I grew up in a wealthy town, where everyone around me was fixated not on the shoes I wore, but on the tiny label that could be found on the inside. It didn't quite make sense to me then, and I'm not quite sure it does now either.
Until age 12, I was a tomboy. I couldn't care less about how I, or anyone else, dressed. I did, however, begin to care when I reached the age of 13. I was in 7th grade, and I never felt more powerful. I strived to create my own individual style, and let’s just say it was far more "unique" than anyone else's. I was the first girl who was allowed to wear makeup, which I chose to purchase from Hot Topic- back when it was cool, of course. I paired my lime green-shadowed eyes with black polish on my long nails, and completed my look with thick, hot pink streaks in my waist-length dark brown hair. My parents encouraged individuality, which I certainly had no problem attaining.
Fast forward about two years to my freshman year in high school. I was now a bottle blonde with a fake Coach purse and 1.5-inch acrylic nails. I was friends with the girls on the dance team, with whom I skipped meals and reapplied my CoverGirl bronzer every hour, on the hour, as if it were my religion. We strived to be the South Florida reincarnations of Regina George, and lip gloss was never far out of sight.

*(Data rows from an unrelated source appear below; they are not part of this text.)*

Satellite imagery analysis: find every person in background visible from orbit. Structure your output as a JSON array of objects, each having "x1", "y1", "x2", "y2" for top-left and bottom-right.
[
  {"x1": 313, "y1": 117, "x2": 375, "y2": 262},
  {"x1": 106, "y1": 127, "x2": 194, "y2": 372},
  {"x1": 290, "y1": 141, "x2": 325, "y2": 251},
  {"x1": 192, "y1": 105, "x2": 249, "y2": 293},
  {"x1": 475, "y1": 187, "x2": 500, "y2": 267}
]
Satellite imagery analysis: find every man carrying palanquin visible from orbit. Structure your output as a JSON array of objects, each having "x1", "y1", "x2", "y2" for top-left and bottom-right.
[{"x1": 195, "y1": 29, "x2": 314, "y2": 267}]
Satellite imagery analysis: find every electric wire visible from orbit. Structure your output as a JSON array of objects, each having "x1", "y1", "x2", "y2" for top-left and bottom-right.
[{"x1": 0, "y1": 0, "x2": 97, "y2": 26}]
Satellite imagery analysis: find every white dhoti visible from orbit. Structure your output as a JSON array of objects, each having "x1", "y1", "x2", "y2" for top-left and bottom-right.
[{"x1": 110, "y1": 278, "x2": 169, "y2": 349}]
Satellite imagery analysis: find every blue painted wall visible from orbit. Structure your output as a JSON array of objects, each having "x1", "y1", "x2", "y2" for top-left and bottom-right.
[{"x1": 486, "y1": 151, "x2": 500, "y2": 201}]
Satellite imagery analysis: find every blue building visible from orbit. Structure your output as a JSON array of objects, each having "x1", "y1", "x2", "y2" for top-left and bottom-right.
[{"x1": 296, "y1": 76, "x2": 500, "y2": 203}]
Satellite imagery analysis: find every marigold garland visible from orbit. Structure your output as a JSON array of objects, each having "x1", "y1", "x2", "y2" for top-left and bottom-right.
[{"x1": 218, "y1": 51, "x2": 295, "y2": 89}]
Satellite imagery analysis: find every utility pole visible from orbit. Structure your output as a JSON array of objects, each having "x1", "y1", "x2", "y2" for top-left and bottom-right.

Sophomore year, I transferred to a new school, where the houses were bigger and the noses were faker. Girls here had real Coach bags, as well as clothing made by then-foreign Italian brands. I was disgusted by their shallowness, and even more, by how much of my old self I saw in these inhuman clones of each other. From that moment on, I strived to be as far away from the girl I was only a few months prior as possible. I refused to wear anything designer, and I wouldn’t buy anything expensive unless it was already on sale. I became a vegetarian, and stopped wearing makeup altogether. In a way, I was a Hippie, minus the drugs and free sex, of course.
Junior year, after the boy I was “in love with” fell for the rich blonde girl with the flawless makeup, I put my inner “flower child” to rest. I began wearing makeup again, and I became less opposed to designer brands, not that I could ever wrap my mind around spending hundreds of dollars on a purse, of all things. I became balanced, a word that once scared me to death, as my extreme personality encourages the exact opposite. Oh, and the boy? He later turned out to be gay.

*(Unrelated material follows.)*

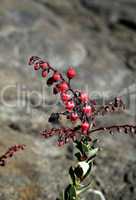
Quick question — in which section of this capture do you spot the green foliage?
[57,136,99,200]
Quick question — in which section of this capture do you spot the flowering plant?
[0,56,136,200]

I continued this positive path throughout the rest of high school, and now, a freshman in college, I had believed I was still on it. Until, of course, I was approached by a street style blogger on the busy Manhattan streets just a week ago, who asked me what I was wearing, to which I answered: “Michael Kors sunglasses, Banana Republic boots, ToyWatch watch, True Religion jeans, BCBG top, Burberry cardigan, and Coach purse.”
What had happened? I had finally achieved a balance, but now, my outfit easily cost over $1000, and I didn’t even notice. Heck, I was even carrying a Coach purse! Now, looking through my closet, it seems my style has transformed once again. But this time, it wasn’t overnight; it was a gradual change. Although I had grown up in an upper-middle class family, my parents had raised me in a way to assure that I wouldn’t end up this way, just like everyone I was once surrounded by. But now, I’m the person they’ve always tried to prevent, as well as the one I’ve both loved and hated. My name is Mallory Levy, and I’m a Brand Whore.